To underscore his level, Wang factors to the choice of Robinhood — together with Coinbase and different exchanges — to make the meme coin TRUMP accessible for purchasers forward of President Donald Trump’s inauguration. Whereas it initially surged in worth, its worth has plummeted since. Says Wang, “I think fundamentally the incentives are just misaligned between these big platforms that are public companies now that need to make money” and that “generally” their clients have “probably lost money.”
(Value noting: in a separate, latest dialog with Robinhood’s Tenev about Dub, Tenev proposed to TechCrunch that replicate buying and selling may develop into of larger curiosity to regulators, and that Dub might not but be underneath the “magnifying glass” due to its comparatively smaller dimension.)
Both manner, not everyone seems to be offered on Dub’s imaginative and prescient. The most important knock in opposition to such platforms, says critics, is that inventory choosing underperforms passive investing over the long term, with research exhibiting that the majority actively managed funds fail to beat the S&P 500.
It’s a criticism with which Wang is acquainted — and on which he’s fast to push again.
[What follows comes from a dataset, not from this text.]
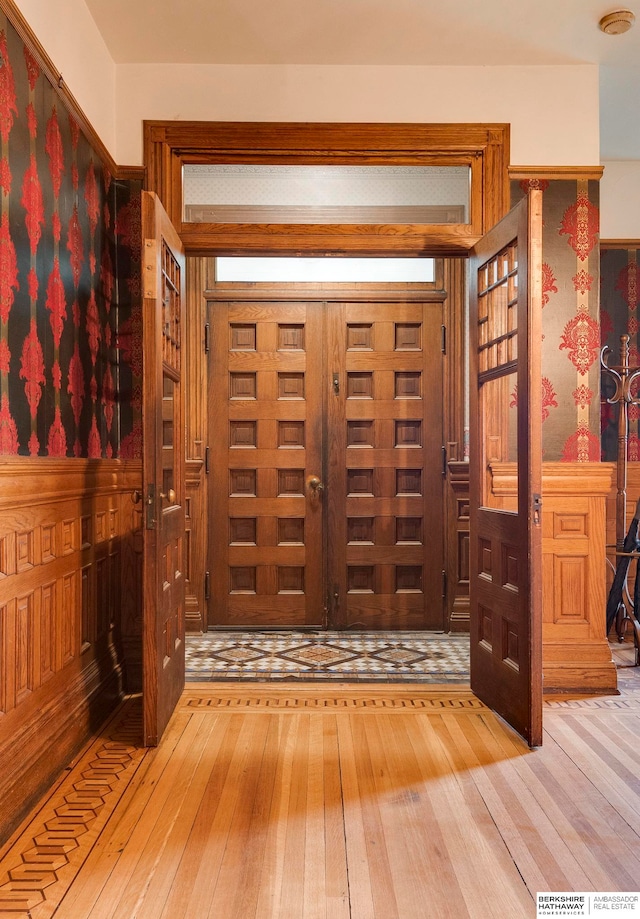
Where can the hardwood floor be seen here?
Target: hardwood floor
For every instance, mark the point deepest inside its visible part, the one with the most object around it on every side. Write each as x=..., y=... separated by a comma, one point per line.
x=368, y=802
For one factor, he argues that many such research are “cherry-picked.” (“I bet a lot of those are sponsored by the passive investing index companies,” he says.)
Additional, says Wang, there’s a motive that actively managed hedge funds like Citadel are thriving. “If you look at what the ultra wealthy can do, they’re giving their money to Ken Griffin of Citadel, [because] they’re consistently putting up non-correlated returns year after year after year,” he says.
If yet one more broadly “looks at the growth of the hedge fund space and the asset management space,” continues Wang, “there’s a reason why it’s growing. It’s because they are making money for their customers.”